Como os contribuintes que deverão elaborar esse sistema, podem ocorrer atrasos e, devo lembrar que a regra de transição já começará a valer a partir de 2021. Desta forma, o art. 13, da Lei Complementar 175/2020, prevê que
Art. 13. Em relação às competências de janeiro, fevereiro e março de 2021, é assegurada ao contribuinte a possibilidade de recolher o ISSQN e de declarar as informações objeto da obrigação acessória de que trata o art. 2º desta Lei Complementar até o 15º (décimo quinto) dia do mês de abril de 2021, sem a imposição de nenhuma penalidade.
– E sem juros?
Não! Ocorrendo a mora, o contribuinte estará livre da imposição de penalidade, no entanto, estará sujeito aos juros de 1% ao mês, além de atualização da SELIC, conforme dispõe o parágrafo único do art. 13, em destaque.
E aí, gostou do ISS?
– Acabou?
Sim, os pontos mais importantes para fins de provas você já sabe.

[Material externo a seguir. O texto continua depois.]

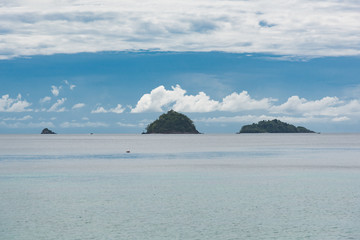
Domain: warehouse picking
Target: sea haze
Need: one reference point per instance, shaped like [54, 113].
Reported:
[244, 186]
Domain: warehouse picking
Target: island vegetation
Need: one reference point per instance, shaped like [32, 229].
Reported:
[172, 122]
[47, 131]
[273, 126]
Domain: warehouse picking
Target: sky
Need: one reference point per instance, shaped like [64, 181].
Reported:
[114, 66]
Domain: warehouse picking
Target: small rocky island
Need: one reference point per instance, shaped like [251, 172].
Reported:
[172, 123]
[273, 126]
[47, 131]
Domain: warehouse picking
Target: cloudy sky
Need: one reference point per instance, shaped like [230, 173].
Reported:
[113, 66]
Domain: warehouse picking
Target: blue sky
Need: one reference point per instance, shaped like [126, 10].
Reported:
[108, 67]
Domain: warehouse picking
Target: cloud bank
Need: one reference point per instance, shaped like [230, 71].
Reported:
[299, 27]
[118, 109]
[8, 104]
[160, 100]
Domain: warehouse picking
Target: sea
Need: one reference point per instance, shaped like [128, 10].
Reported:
[221, 186]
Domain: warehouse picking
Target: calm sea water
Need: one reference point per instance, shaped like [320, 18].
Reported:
[256, 186]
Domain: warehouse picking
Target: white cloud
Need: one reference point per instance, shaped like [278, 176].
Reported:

[1]. Importante salientar que, para o art. 4º da LC 116/2003, estabelecimento do prestador do serviço é o local onde o contribuinte, de fato, desenvolva a atividade fruto da prestação do serviço, seja de modo permanente ou temporário, configurando uma unidade econômica ou profissional.
[2] Em seu artigo 1º, a Lei Complementar nº 175/20 é expressa no sentido de que será aplicável aos serviços previstos nos seguintes subitens da lista anexa à Lei Complementar nº 116/03:
“Serviços de plano de saúde e medicina:
4.22. Planos de medicina de grupo ou individual e convênios para prestação de assistência médica, hospitalar, odontológica e congêneres
4.23. Outros planos de saúde que se cumpram através de serviços de terceiros contratados, credenciados, cooperados ou apenas pagos pelo operador do plano mediante indicação do beneficiário.
5.09. Planos de atendimento e assistência médico-veterinária.
Serviços do setor bancário e financeiro:
15.01. Administração de fundos quaisquer, de consórcio, de cartão de crédito ou débito e congêneres, de carteira de clientes, de cheques pré-datados e congêneres.
15.09. Arrendamento mercantil (leasing) de quaisquer bens, inclusive cessão de direitos e obrigações, substituição de garantia, alteração, cancelamento e registro de contrato, e demais serviços relacionados ao arrendamento mercantil (leasing).”